Model Comparison and Information Criteria


Lecture 20

March 11, 2026

Review of Last Class

Information and Uncertainty

Key Idea: “Information” as reduction in uncertainty from projection.

Entropy: \(H(p) = \mathbb{E}[\log(p)] = -\sum_{i=1}^n p_i \log p_i\)

Kullback-Leibler Divergence

Measure of “distance” between “true” distribution \(p\) and surrogate/projection distribution \(q\):

\[D_{KL}(p, q) = \sum_i p_i (\log(p_i) - \log(q_i))\]

Intuitively: What is the surprise from using \(q\) to predict \(p\)?

Entropy and Log-Score

Suppose we have two projections \(q\) and \(r\) for a “true” data-generating process \(p\):

\[ D_{KL}(p, q) - D_{KL}(p, r) = \sum_i p_i (\log(r_i) - \log(q_i)) \]

Deviance Scale

This log-predictive-density score is better when larger.

Common to see this converted to deviance, which is \(-2\text{lppd}\):

  • \(-1\) reorients so smaller is better;
  • Multiplied by \(2\) for historical reasons (cancels out the -1/2 in the Gaussian likelihood).

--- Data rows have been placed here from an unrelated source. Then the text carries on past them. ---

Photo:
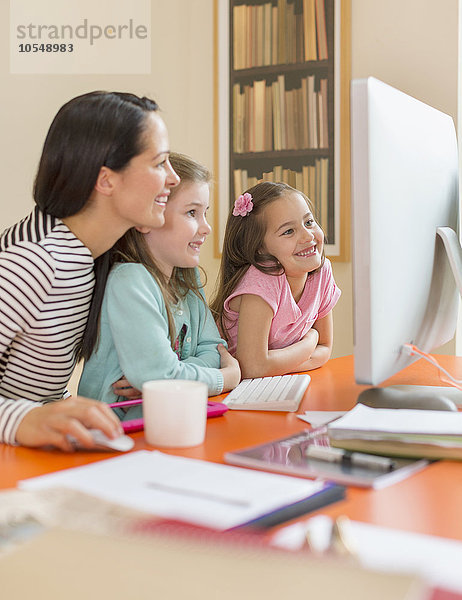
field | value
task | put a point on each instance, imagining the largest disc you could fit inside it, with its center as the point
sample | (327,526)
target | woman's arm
(255,317)
(50,424)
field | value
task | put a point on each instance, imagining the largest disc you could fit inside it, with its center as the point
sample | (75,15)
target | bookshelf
(281,105)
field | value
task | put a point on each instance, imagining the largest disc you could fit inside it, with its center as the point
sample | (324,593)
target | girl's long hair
(133,247)
(243,246)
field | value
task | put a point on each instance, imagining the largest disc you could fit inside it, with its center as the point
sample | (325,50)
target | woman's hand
(50,424)
(122,387)
(230,369)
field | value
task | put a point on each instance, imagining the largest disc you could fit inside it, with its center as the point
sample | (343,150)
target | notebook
(287,455)
(416,433)
(194,491)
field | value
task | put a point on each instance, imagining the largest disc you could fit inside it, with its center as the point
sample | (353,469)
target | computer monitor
(404,187)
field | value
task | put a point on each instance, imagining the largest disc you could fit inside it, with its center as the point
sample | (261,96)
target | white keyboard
(283,393)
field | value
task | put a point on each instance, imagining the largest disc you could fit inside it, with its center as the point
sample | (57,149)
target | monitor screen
(404,187)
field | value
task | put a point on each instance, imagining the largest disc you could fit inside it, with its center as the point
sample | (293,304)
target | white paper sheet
(437,560)
(316,418)
(433,422)
(200,492)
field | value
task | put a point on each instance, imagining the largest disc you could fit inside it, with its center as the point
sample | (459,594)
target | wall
(181,82)
(411,44)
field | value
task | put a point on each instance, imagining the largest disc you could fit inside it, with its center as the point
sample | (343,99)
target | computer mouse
(392,398)
(123,443)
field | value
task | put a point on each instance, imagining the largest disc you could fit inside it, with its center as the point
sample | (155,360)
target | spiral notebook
(288,455)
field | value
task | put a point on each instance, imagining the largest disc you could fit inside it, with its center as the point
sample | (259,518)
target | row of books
(312,180)
(267,34)
(268,117)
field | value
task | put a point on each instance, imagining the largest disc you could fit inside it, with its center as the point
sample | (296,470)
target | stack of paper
(415,433)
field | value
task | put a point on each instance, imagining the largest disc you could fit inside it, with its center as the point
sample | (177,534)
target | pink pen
(127,403)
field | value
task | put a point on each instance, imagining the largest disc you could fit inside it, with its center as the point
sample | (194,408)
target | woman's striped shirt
(46,286)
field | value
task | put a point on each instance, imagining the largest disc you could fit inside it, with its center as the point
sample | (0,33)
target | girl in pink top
(276,290)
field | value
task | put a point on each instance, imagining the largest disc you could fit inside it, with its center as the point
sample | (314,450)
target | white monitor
(404,187)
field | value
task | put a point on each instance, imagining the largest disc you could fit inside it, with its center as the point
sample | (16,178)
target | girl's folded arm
(255,316)
(142,342)
(323,350)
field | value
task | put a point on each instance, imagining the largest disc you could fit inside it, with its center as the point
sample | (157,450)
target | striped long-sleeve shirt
(46,285)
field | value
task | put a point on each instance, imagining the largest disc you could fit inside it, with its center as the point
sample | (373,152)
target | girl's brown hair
(133,247)
(243,246)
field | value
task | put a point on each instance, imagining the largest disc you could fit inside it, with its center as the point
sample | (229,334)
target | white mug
(174,412)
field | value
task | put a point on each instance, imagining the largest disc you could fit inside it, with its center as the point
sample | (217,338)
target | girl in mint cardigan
(155,323)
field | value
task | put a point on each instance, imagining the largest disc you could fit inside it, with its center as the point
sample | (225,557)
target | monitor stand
(454,254)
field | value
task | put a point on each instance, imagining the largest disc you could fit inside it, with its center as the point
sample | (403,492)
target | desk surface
(428,502)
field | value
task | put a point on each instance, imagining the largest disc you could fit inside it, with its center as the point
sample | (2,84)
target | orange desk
(429,502)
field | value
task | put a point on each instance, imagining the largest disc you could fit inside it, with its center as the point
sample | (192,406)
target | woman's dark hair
(90,131)
(243,246)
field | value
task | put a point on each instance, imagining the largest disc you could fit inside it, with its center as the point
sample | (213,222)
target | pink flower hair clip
(243,205)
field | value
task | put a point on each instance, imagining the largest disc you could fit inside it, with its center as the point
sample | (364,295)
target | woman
(104,169)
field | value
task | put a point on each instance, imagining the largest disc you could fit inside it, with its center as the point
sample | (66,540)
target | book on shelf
(323,114)
(321,30)
(259,115)
(399,432)
(277,34)
(281,16)
(309,20)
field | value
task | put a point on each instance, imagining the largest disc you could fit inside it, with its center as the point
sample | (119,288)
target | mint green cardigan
(134,338)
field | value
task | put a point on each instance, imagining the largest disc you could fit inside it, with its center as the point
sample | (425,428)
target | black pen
(358,459)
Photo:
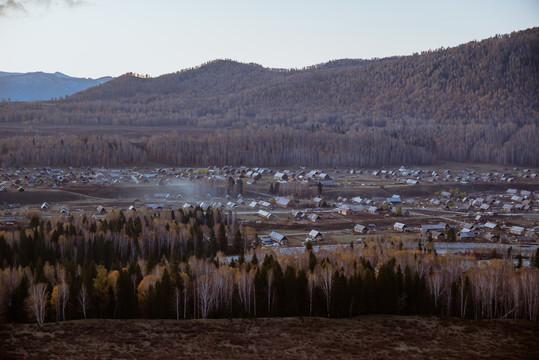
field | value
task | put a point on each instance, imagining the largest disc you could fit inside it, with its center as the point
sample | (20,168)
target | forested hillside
(173,265)
(475,102)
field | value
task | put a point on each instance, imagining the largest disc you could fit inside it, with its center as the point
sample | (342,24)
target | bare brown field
(369,337)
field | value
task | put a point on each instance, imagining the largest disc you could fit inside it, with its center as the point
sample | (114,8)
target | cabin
(437,235)
(491,226)
(428,228)
(362,229)
(278,238)
(372,210)
(400,227)
(466,235)
(344,210)
(315,235)
(508,208)
(265,214)
(516,230)
(297,214)
(281,176)
(283,202)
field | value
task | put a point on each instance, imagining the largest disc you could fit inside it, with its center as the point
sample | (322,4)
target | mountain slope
(42,86)
(493,80)
(476,102)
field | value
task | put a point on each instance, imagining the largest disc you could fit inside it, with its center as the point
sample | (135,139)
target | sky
(94,38)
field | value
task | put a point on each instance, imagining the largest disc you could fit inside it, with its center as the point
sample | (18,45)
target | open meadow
(370,337)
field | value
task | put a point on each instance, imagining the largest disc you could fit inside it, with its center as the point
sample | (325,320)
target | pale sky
(94,38)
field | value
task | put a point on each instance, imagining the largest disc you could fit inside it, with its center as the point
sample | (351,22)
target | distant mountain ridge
(43,86)
(476,102)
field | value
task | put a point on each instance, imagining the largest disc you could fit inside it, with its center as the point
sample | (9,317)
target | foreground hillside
(477,102)
(372,337)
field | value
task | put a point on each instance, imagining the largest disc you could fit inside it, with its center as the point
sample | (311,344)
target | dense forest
(475,102)
(174,265)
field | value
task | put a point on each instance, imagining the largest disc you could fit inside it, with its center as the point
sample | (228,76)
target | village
(453,210)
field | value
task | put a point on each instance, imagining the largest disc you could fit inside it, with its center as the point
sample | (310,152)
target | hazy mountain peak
(42,86)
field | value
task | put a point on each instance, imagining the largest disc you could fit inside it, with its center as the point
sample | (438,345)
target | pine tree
(126,298)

Deviance and Degrees of Freedom

Code
function calculate_deviance(y_gen, x_gen, y_oos, x_oos; degree=2, reg=Inf)
    # fit model
    lb = [-5 .+ zeros(degree); 0.01]
    ub = [5 .+ zeros(degree); 10.0]
    p0 = [zeros(degree); 5.0]

    function model_loglik(p, y, x, reg)
        if mean(p[1:end-1]) <= reg
            ll = 0
            for i = 1:length(y)
                μ = sum(x[i, 1:degree] .* p[1:end-1])
                ll += logpdf(Normal(μ, p[end]), y[i])
            end
        else
            ll = -Inf
        end
        return ll
    end

    result = optimize(p -> -model_loglik(p, y_gen, x_gen, reg), lb, ub, p0)
    θ = result.minimizer

    function deviance(p, y_pred, x_pred)
        dev = 0
        for i = 1:length(y_pred)
            μ = sum(x_pred[i, 1:degree] .* p[1:end-1])
            dev += -2 * logpdf(Normal(μ, p[end]), y_pred[i])
        end
        return dev
    end

    dev_is = deviance(θ, y_gen, x_gen)
    dev_oos = deviance(θ, y_oos, x_oos)
    return (dev_is, dev_oos)
end


N_sim = 10_000

function simulate_deviance(N_sim, N_data; reg=Inf)
    d_is = zeros(5, 4)
    for d = 1:5
        dev_out = zeros(N_sim, 2)
        for n = 1:N_sim
            x_gen = rand(Uniform(-2, 2), (N_data, 5))
            μ_gen = [0.1 * x_gen[i, 1] - 0.3 * x_gen[i, 2] for i in 1:N_data]
            y_gen = rand.(Normal.(μ_gen, 1))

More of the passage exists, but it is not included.